Update on Kansas Climate Commission

by Paul Chesser, Heartland Institute Correspondent on March 31, 2008

in Politics

Paul Chesser, Climate Strategies Watch

As I reported 10 days ago, Kansas's Kathleen Sebelius is the most recent state executive to create a state global warming commission — called the Kansas Energy and Environmental Policy Advisory Group — and like most other states hired the Center for Climate Strategies to manage the thing. Unfortunately also like a few of the states (Iowa, Maryland, South Carolina), Kansas apparently has no contract with CCS to create its government-"sponsored" climate advisory policy. Instead CCS and the commission will have no accountability to taxpayers and instead will be beholden to those who fund it: global warming alarmists like the Energy Foundation, the Rockefeller Brothers Fund, and the Sandler Family Supporting Foundation. In fact, the presence of Sandler money shows Kansas to be the first state in which clearly political leftist money is paying for what is supposed to be an "objective" policy development process.

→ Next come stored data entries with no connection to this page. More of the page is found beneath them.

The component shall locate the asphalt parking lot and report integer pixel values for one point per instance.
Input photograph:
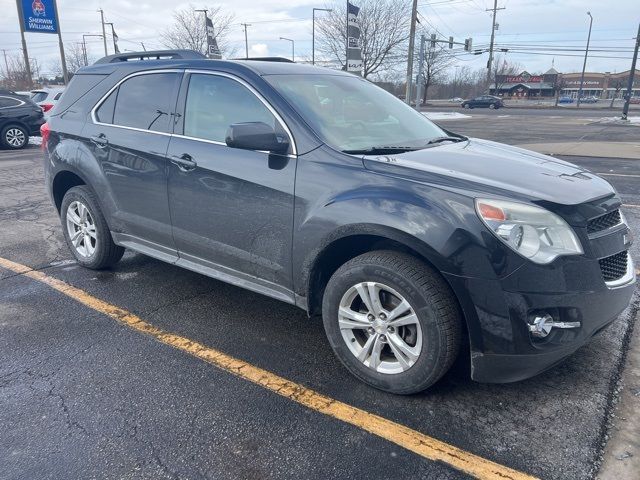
(87, 392)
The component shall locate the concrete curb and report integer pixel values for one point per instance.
(626, 150)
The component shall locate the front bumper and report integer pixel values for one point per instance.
(499, 312)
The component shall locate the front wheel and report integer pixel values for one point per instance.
(14, 137)
(392, 321)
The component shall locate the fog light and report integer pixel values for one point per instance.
(542, 325)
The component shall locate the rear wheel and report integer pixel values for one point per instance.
(86, 230)
(392, 321)
(14, 137)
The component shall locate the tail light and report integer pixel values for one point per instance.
(44, 133)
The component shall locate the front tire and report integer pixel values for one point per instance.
(86, 231)
(392, 321)
(14, 137)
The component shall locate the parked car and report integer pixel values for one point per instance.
(404, 236)
(19, 119)
(47, 98)
(483, 101)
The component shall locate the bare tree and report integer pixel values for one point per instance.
(502, 69)
(188, 30)
(384, 32)
(436, 62)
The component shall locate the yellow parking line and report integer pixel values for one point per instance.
(419, 443)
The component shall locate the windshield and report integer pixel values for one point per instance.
(38, 96)
(352, 114)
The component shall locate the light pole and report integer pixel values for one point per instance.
(584, 65)
(84, 47)
(293, 47)
(114, 36)
(313, 32)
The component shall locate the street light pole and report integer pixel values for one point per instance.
(584, 65)
(246, 41)
(84, 47)
(632, 72)
(293, 47)
(313, 32)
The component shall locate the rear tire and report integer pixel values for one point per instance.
(86, 230)
(431, 340)
(14, 137)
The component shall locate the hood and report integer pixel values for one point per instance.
(495, 168)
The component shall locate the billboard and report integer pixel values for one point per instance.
(39, 16)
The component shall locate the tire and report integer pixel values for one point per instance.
(434, 339)
(14, 137)
(95, 251)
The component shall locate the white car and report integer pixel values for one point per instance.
(47, 98)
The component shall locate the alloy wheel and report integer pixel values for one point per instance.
(15, 137)
(81, 229)
(380, 327)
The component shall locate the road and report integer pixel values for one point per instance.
(86, 395)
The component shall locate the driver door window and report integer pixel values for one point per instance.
(215, 102)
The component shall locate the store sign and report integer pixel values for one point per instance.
(524, 78)
(39, 16)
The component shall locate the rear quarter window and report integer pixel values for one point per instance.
(8, 102)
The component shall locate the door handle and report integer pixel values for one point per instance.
(184, 162)
(100, 140)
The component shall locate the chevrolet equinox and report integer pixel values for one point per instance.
(317, 188)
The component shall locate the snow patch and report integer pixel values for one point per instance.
(445, 115)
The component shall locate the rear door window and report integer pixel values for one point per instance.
(144, 101)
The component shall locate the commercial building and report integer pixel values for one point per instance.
(601, 85)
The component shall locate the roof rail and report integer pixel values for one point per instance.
(152, 55)
(267, 59)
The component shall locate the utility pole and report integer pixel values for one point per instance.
(27, 65)
(104, 33)
(313, 32)
(493, 36)
(113, 36)
(423, 41)
(412, 34)
(246, 41)
(584, 65)
(625, 109)
(63, 58)
(6, 63)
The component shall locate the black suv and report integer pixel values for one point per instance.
(483, 101)
(19, 119)
(318, 188)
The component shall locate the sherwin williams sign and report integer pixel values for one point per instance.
(39, 16)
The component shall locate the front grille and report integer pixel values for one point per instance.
(603, 222)
(614, 267)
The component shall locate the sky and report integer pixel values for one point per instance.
(531, 30)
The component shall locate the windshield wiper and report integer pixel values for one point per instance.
(382, 150)
(446, 139)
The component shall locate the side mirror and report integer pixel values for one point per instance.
(256, 136)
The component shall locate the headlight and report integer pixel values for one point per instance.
(533, 232)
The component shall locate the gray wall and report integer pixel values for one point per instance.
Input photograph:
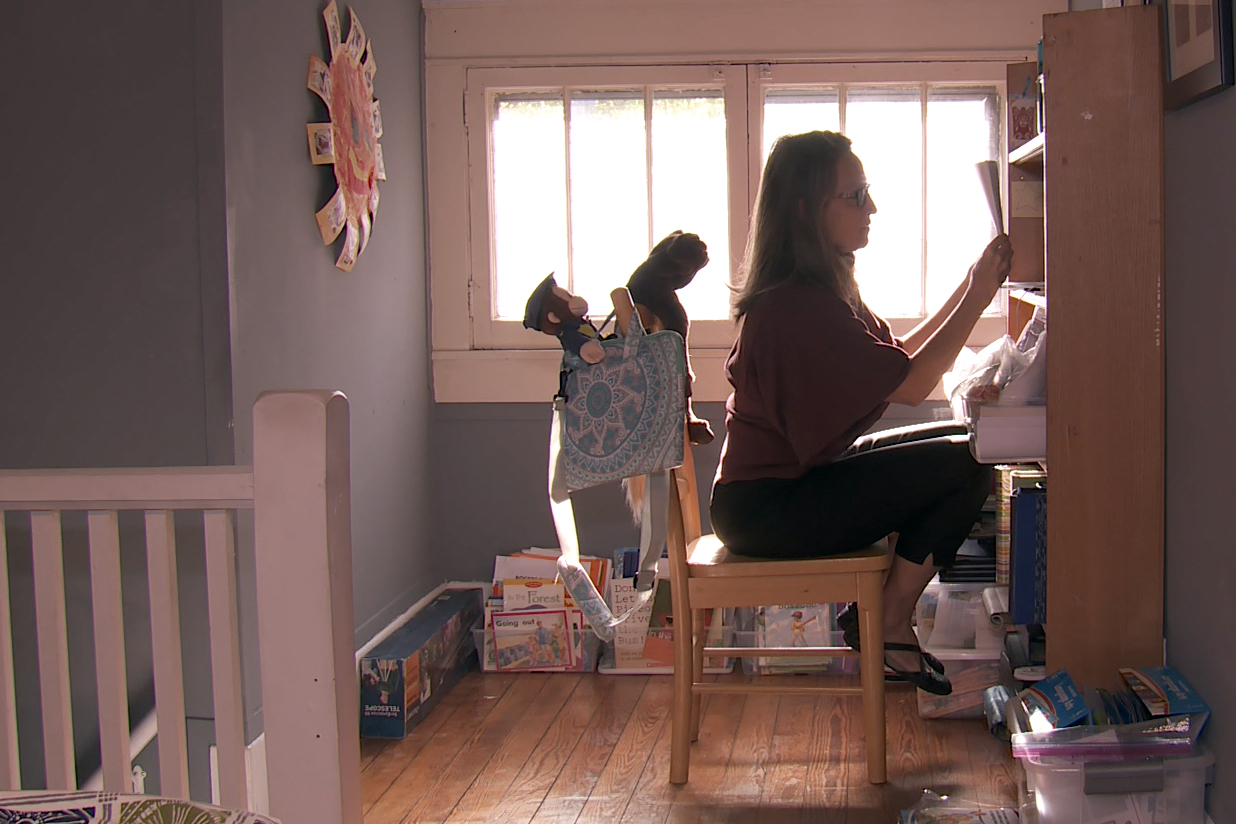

Just a little while ago I called a couple of attorneys with the state to verify a few things. Dennis Highberger, with the Kansas Department of Health and Environment, told me that his agency has a contract with CCS to do its greenhouse gas emissions inventory, but no agreement to run the governor's commission. He referred me to Gov. Sebelius's office.

So then I called Sally Howard, her chief counsel, who informed me that the governor's office had no contract with CCS either. When I told her that KDHE said they had no contract and that it appears there is no contract with the state, she said she found that hard to believe. I told her that's the case with other states as well. What's the need for a contract when the state isn't paying anything, right?

Anyway, I did ask if the state budgeted anything for the commission — after all, at least a few bureaucrats are going to have to dedicate some time to this dog-and-pony show. She was unaware of any dedicated budget for the project, so if taxpayers want to know the amount of public employees' time devoted to the commission, they're out of luck.